Microstructural consequences of nanosilica addition on aerial lime binding materials: Influence of different drying conditions

• NS in lime binding materials as nanofiller reduced the pore range between 20–100 nm.
• NS induced the C-S-H development increasing the population of gel pores (< 10 nm).
• Nanofiller role and C-S-H formation remarkably increased the compressive strength.
• Freeze-drying and solvent-exchange allowed us to measure the micro and mesoporosity.

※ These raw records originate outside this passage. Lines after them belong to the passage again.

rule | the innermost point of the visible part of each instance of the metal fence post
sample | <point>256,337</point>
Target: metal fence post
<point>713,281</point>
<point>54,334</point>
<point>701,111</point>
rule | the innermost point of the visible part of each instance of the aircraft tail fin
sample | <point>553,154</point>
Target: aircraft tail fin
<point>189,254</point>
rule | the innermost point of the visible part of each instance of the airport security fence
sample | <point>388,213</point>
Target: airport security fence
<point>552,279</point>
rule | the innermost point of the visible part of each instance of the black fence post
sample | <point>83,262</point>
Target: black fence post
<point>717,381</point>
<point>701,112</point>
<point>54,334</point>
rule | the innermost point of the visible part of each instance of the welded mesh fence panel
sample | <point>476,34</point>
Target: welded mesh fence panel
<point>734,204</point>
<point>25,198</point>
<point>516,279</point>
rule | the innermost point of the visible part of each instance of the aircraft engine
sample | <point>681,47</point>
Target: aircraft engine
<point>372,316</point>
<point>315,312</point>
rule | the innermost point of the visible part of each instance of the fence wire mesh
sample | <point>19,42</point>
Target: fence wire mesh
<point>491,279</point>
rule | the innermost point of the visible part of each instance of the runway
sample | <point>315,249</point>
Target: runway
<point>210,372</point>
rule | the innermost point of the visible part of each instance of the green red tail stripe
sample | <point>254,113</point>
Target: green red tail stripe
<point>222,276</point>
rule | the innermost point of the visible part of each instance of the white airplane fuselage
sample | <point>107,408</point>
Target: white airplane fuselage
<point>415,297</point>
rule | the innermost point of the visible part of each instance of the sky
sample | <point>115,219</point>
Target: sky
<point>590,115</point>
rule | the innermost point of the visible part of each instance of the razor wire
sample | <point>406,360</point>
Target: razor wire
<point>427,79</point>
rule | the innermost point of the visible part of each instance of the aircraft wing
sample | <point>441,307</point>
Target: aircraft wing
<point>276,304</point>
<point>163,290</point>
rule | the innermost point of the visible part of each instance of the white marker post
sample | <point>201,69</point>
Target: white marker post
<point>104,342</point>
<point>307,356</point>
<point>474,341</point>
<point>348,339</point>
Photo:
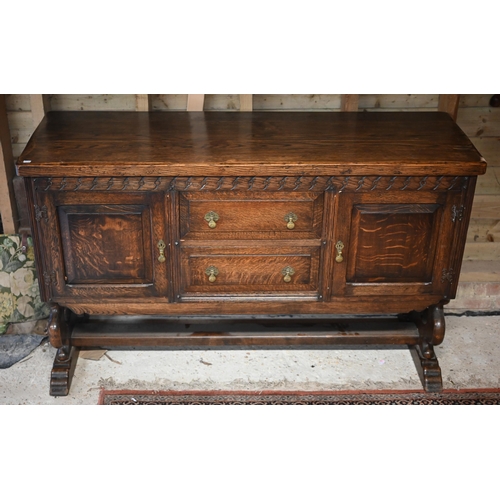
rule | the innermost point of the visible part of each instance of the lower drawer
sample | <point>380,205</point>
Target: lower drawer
<point>250,270</point>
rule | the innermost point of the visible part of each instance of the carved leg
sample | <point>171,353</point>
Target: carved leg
<point>431,327</point>
<point>59,330</point>
<point>62,370</point>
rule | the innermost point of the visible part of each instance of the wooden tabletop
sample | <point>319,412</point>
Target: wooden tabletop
<point>78,143</point>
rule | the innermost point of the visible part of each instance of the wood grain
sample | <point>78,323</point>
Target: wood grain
<point>8,207</point>
<point>235,143</point>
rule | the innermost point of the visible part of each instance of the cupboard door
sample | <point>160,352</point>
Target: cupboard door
<point>393,246</point>
<point>104,244</point>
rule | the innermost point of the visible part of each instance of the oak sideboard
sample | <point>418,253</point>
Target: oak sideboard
<point>294,225</point>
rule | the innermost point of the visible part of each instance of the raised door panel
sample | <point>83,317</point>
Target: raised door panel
<point>104,245</point>
<point>398,246</point>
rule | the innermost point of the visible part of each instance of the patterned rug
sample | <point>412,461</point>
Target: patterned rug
<point>449,397</point>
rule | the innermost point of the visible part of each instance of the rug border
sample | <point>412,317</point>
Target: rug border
<point>113,392</point>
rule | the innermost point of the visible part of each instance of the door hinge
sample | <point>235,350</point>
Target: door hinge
<point>50,279</point>
<point>41,213</point>
<point>448,275</point>
<point>457,213</point>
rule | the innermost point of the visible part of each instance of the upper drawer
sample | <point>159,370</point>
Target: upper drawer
<point>256,215</point>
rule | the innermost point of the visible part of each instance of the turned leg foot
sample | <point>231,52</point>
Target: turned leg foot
<point>62,370</point>
<point>431,328</point>
<point>428,369</point>
<point>59,329</point>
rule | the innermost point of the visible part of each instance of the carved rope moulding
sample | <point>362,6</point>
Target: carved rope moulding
<point>246,183</point>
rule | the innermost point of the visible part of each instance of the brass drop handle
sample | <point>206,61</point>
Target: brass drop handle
<point>287,273</point>
<point>161,247</point>
<point>290,220</point>
<point>212,273</point>
<point>339,247</point>
<point>211,218</point>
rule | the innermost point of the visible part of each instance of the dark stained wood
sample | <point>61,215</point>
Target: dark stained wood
<point>197,143</point>
<point>249,215</point>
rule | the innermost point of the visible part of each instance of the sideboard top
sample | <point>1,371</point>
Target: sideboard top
<point>78,143</point>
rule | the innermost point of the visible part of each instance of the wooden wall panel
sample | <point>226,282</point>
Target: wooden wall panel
<point>168,102</point>
<point>8,207</point>
<point>481,123</point>
<point>398,102</point>
<point>296,102</point>
<point>92,102</point>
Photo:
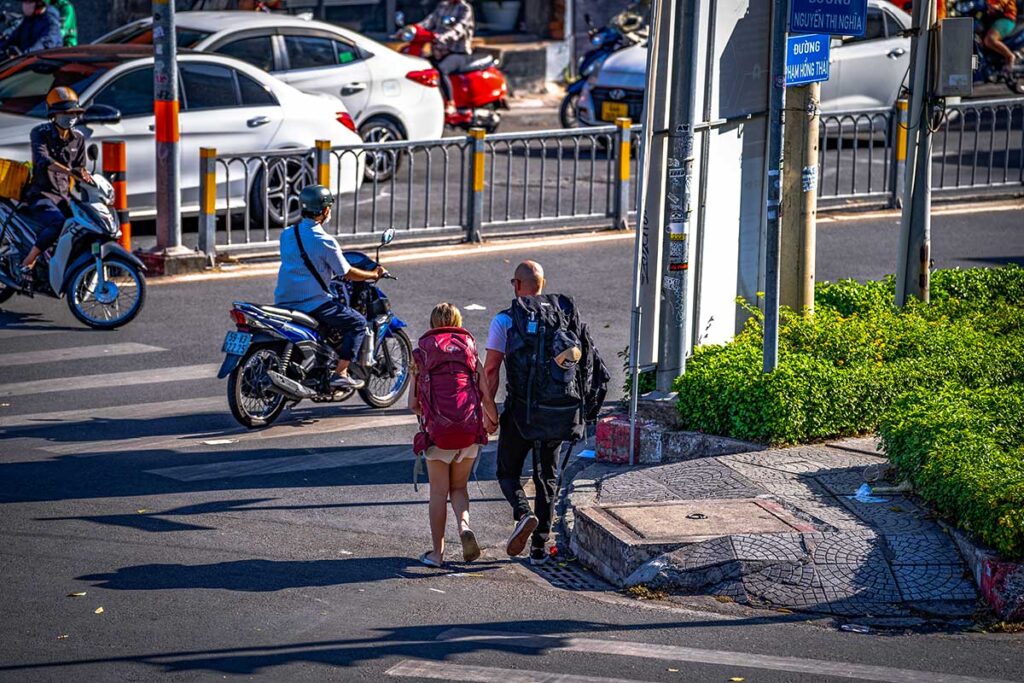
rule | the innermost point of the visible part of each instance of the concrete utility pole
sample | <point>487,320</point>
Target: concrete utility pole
<point>915,226</point>
<point>678,199</point>
<point>165,109</point>
<point>800,197</point>
<point>776,123</point>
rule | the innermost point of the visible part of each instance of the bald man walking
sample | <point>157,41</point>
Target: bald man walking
<point>512,446</point>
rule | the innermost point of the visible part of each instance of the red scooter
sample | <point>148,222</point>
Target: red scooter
<point>479,88</point>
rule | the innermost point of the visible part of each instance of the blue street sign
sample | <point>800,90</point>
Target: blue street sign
<point>839,17</point>
<point>807,58</point>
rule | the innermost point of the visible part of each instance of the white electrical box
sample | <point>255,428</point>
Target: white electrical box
<point>952,72</point>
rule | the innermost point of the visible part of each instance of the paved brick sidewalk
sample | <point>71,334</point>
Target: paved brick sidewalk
<point>861,559</point>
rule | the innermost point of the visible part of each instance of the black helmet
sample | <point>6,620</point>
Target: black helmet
<point>314,199</point>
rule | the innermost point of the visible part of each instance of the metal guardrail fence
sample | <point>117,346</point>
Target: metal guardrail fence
<point>977,145</point>
<point>487,185</point>
<point>475,186</point>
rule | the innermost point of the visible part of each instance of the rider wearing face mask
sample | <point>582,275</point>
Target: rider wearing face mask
<point>452,23</point>
<point>57,154</point>
<point>39,30</point>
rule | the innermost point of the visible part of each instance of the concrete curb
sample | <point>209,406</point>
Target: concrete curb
<point>999,582</point>
<point>655,443</point>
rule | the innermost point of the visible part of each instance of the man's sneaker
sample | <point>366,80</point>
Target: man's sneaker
<point>520,535</point>
<point>346,382</point>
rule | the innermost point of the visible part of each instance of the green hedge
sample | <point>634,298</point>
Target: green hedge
<point>841,369</point>
<point>964,450</point>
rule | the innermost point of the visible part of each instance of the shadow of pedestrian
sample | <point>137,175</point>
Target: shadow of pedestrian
<point>258,575</point>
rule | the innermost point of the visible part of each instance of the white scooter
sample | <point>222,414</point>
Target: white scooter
<point>100,280</point>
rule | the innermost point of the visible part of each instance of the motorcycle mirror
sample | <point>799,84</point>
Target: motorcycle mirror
<point>101,114</point>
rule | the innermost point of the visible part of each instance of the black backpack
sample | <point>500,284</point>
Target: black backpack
<point>551,402</point>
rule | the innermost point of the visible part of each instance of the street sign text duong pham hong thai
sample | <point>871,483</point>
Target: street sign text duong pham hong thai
<point>807,58</point>
<point>839,17</point>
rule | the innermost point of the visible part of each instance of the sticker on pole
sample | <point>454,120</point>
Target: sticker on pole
<point>807,59</point>
<point>839,17</point>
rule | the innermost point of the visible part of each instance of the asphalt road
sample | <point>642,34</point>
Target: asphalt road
<point>289,554</point>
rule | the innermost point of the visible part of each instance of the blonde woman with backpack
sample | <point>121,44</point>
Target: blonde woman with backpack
<point>448,398</point>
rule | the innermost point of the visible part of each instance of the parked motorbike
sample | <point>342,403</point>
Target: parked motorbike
<point>605,40</point>
<point>278,356</point>
<point>101,282</point>
<point>990,66</point>
<point>478,89</point>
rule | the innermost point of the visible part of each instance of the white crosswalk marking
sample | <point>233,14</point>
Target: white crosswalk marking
<point>445,671</point>
<point>76,353</point>
<point>155,376</point>
<point>722,657</point>
<point>305,462</point>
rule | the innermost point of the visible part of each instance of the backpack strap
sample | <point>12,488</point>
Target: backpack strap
<point>305,259</point>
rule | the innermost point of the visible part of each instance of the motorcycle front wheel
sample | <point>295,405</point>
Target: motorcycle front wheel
<point>383,389</point>
<point>116,303</point>
<point>250,392</point>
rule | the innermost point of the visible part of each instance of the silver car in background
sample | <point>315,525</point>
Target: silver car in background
<point>391,96</point>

The addition of a pozzolanic nanosized material, nanosilica (NS), onto lime binding materials was carried out with the aim of assessing the microstructural modifications attained by its presence that were related to the mechanical behavior. Simultaneously, a comparative study between five different drying methods for water removal was reported, and their influence on the pore structure evaluation is discussed. Solvent-exchange with isopropanol and freeze-drying methods were shown to remove the excess of free water efficiently, allowing us to measure the gel pores (< 10 nm) of the calcium silicate hydrated (CSH) phases and yielding the largest surface area values. By using vacuum drying, oven drying at 60 °C or oven drying at 105 °C macro-, meso- and micropores could not be properly measured. On the other hand, the addition of NS dramatically altered the mesopore range. As a result of the intercalation of NS particles between lime particles, a drop in the population of large and medium capillary pores (in the range of 20–100 nm) was observed, leading to reduced overall porosity. The NS was clearly proven to act as nanofiller. Finally, this filling effect of NS together with the development of CSH gel, as a consequence of the pozzolanic-type reaction proved by the increase of population in the micropore range, notably enhanced the compressive strength of the lime binding materials, yielding values more than twice those of the NS-free materials.